The defendant was convicted by a jury and sentenced to life imprisonment for felony-murder (C.R.S.1963, 40-2-3(1)) and statutory rape (C.R.S.1963, 40-2-25(1)(b)). On appeal, the defendant claims that his conviction must be reversed and that he must be granted a new trial because of errors that occurred in the course of his trial. He also claims that the evidence which was wholly circumstantial, was insufficient to support his conviction. In our opinion, the circumstantial evidence which encircled the defendant and linked him to the crime was sufficient to present a jury question. People v. Bennett, Colo., 515 P.2d 466 (1973). Our resolution of the issues which have been raised on appeal does not require that we detail the facts which surrounded this heinous rape-murder. Suffice it to say that the circumstantial evidence was sufficient to prove the defendant's guilt beyond a reasonable doubt. Corbett v. People, 153 Colo. 457, 387 P.2d 409 (1963); Militello v. People, 95 Colo. 519, 37 P.2d 527 (1934).

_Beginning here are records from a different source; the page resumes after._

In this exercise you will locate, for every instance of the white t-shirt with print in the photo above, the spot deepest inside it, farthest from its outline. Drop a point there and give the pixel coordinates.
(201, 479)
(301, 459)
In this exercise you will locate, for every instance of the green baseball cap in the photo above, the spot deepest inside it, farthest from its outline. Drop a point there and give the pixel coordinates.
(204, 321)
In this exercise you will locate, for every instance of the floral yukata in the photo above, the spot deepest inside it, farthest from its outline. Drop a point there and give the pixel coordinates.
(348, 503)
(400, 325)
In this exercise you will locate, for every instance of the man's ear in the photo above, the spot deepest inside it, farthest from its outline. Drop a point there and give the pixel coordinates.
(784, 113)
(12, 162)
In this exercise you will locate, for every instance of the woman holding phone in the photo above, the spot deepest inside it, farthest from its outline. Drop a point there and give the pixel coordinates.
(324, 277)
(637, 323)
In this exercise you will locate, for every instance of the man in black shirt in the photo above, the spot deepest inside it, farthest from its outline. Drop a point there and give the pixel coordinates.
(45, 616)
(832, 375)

The circumstantial evidence which was offered to prove the defendant's guilt beyond a reasonable doubt consisted of expert testimony which tied physical evidence of the crime to the defendant. Hair and fibre samples taken from both the defendant and the victim's clothing, as well as soil samples and other physical evidence, connected the defendant to the victim, the garrot used to strangle the victim, and the *819 place where the crime was committed. The evidence also established that the defendant had the opportunity to commit the crime. Moreover, the sufficiency of the evidence was not destroyed by an alleged weakness in the prosecution's proof of the chain of evidence. The chain of evidence was complete and not subject to attack in nearly every instance, and any weakness in the chain would go merely to the weight of the evidence and not to its admissibility. See Dechant v. People, 140 Colo. 558, 345 P.2d 723 (1959); United States v. Mendoza, 473 F.2d 692 (5th Cir. 1972); United States v. Von Roeder, 435 F.2d 1004 (10th Cir. 1971); United States v. Freeman, 412 F.2d 1181 (10th Cir. 1969).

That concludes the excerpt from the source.